Il y avait beaucoup de monde devant le parvis de la petite église de quartier, ce jour là. Des rubans blancs et nacrés étaient accrochés aux grilles, tandis que des bouquets de roses, arborant une couleur trop fausse pour être vraiment vivante, ornaient la porte du lieu saint et les voitures garées non loin. Le murmure de la foule qui se pressait à l'entrée se confondait avec celui du vent, qui semblait résonner et vibrer sous les coups de tocsin.
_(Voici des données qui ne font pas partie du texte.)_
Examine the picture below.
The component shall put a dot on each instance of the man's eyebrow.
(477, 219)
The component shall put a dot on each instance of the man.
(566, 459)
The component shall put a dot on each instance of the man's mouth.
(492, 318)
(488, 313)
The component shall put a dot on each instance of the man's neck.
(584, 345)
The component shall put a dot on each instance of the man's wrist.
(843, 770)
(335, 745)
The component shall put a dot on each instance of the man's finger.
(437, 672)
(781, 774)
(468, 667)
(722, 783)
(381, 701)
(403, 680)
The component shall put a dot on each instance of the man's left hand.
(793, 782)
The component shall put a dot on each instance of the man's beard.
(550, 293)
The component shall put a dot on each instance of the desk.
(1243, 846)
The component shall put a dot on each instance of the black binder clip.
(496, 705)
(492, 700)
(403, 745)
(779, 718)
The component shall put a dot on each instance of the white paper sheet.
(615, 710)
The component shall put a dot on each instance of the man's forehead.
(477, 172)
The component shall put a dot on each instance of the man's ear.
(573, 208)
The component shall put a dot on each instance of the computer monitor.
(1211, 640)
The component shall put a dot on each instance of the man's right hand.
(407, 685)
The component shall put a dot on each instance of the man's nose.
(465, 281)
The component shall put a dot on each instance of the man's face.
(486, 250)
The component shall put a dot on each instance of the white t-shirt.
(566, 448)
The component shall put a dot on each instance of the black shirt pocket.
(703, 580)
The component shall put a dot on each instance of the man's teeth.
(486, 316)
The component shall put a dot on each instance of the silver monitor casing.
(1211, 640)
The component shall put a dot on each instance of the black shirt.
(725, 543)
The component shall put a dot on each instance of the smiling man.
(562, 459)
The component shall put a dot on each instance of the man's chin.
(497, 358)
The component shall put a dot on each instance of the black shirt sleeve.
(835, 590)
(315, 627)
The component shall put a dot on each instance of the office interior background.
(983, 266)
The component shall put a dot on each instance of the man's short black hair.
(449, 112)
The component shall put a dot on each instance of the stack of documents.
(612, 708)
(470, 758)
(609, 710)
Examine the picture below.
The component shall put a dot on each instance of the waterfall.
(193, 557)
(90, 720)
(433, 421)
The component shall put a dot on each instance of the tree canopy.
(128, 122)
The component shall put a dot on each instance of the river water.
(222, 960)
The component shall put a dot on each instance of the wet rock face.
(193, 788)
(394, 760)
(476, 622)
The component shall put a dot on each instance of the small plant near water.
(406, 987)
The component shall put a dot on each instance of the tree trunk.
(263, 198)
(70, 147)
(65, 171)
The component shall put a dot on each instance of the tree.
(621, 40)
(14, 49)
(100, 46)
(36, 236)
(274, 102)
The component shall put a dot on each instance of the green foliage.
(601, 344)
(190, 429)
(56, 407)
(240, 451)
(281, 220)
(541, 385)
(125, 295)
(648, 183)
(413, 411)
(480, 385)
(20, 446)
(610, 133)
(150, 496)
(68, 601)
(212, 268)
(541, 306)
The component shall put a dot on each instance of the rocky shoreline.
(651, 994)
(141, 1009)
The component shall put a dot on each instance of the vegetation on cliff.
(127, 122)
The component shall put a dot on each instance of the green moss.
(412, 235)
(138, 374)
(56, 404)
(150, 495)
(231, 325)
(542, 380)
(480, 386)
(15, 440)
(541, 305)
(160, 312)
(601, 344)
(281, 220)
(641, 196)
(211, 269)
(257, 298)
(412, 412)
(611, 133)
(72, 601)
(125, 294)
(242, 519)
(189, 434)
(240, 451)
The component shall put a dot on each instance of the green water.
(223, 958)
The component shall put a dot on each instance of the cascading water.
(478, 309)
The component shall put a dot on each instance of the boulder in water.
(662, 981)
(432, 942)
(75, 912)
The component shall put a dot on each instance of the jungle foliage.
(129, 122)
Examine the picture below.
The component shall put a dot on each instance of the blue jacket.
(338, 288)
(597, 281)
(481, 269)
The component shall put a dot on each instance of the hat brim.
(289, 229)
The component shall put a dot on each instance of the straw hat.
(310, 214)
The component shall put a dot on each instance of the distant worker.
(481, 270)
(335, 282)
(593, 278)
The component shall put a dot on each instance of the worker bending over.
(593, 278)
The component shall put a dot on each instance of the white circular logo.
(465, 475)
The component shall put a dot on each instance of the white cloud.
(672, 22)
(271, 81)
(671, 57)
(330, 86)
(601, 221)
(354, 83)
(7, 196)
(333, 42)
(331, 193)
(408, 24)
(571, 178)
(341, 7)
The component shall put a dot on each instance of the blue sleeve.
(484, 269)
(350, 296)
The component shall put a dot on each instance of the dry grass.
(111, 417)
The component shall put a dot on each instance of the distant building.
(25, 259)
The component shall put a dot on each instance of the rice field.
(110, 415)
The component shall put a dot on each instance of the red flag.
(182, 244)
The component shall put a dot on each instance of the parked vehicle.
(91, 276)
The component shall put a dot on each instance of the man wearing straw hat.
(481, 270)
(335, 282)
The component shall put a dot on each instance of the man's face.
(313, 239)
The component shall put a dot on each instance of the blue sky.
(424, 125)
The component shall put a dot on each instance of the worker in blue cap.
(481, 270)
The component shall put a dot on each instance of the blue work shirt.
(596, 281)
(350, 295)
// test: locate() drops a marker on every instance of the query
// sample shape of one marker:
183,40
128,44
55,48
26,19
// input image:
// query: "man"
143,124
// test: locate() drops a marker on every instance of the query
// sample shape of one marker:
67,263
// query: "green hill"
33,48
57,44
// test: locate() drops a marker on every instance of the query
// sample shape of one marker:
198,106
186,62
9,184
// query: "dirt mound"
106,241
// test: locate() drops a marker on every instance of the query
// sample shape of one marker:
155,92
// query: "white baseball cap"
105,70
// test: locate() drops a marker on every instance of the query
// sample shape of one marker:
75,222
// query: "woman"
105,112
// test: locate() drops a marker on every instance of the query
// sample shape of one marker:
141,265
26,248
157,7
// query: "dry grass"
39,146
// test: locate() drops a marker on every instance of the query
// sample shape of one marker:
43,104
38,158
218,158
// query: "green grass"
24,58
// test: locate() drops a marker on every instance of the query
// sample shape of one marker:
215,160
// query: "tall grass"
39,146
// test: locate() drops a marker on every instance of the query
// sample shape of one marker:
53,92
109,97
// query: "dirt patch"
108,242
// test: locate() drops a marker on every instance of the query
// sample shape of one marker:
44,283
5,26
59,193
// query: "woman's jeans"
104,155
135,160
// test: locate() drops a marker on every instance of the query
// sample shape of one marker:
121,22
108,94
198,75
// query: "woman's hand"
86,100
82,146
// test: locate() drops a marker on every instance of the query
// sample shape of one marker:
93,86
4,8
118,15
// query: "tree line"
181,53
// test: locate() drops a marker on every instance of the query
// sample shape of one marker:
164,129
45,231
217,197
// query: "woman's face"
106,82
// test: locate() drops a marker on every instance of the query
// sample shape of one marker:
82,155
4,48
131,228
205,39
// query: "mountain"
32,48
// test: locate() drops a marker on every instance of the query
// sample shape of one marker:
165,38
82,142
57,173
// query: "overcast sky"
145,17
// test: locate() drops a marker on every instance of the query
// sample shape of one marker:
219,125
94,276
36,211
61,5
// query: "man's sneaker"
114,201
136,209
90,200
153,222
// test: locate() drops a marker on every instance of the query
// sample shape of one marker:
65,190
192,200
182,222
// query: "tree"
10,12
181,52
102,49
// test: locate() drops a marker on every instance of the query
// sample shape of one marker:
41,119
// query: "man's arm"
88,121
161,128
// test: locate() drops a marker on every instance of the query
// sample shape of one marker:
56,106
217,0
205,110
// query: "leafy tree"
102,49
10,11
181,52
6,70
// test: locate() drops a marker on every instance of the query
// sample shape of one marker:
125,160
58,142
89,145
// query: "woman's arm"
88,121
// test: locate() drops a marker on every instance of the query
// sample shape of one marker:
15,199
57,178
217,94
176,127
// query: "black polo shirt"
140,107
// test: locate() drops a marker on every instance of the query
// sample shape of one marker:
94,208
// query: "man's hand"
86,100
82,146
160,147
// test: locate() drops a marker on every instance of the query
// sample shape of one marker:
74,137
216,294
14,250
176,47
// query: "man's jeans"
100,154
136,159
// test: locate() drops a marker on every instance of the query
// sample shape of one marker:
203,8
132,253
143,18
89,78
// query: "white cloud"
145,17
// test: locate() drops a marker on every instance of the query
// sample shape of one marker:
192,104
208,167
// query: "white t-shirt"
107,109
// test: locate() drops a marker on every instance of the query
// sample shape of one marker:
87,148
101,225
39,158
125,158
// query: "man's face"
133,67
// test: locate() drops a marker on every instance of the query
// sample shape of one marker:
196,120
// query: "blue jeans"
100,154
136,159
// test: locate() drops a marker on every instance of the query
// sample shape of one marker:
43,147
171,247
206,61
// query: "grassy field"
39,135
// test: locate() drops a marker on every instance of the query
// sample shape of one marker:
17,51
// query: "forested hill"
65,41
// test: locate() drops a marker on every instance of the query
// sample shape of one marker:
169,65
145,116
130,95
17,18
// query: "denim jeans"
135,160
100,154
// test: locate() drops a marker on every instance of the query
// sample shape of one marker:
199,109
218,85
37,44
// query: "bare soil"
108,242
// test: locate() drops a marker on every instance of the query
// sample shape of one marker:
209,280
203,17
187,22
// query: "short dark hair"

A l'intérieur de l'église, les choses n'avaient pas été faites à moitié non plus. L'allée centrale menant à l'autel en marbre et en bois était recouverte d'un tapis rouge cramoisi, et les espaces entre les bancs étaient barrés de rubans et de couronnes lourdement fleuries. Certains étaient déjà assis, discutant aussi doucement que possible pour respecter le lieu saint, sans pour autant pouvoir faire taire leur excitation et leur joie quant à la cérémonie à laquelle ils allaient assister.

Dehors, un peu à l'écart de la foule qui bourdonnait tandis que les formalités et saluts d'usages étaient faits, se tenait un jeune homme élégamment vêtu d'un smoking qui devait valoir son poids en platine tant il était bien taillé, même s'il se dégageait de celui qui le portait une aura autoritaire et presque peu engageante.

Ce dernier fumait, chassant de temps à autre une mèche brune de devant ses yeux noirs en fronçant les sourcils face à l'arbre qui se dépouillait peu à peu de toutes ses feuilles.

Il détestait l'Automne.

Pourquoi avait-il fallu qu'il l'écoute ? S'il avait dit « non », il savait pourtant qu'elle n'aurait pas protesté, pour lui faire plaisir. Avait-il voulu lui faire plaisir, cette fois ci ? Parce qu'il avait déjà accepté qu'ils s'unissent dans sa ville natale et non pas chez lui, au Texas… Mais là, lorsqu'elle lui avait dit qu'elle voulait faire ça en Automne, il avait failli refuser, avant de voir un il ne savait quoi d'étrange dans son regard, qui l'avait fait taire. Il détestait l'humidité, pourtant, ainsi que le froid !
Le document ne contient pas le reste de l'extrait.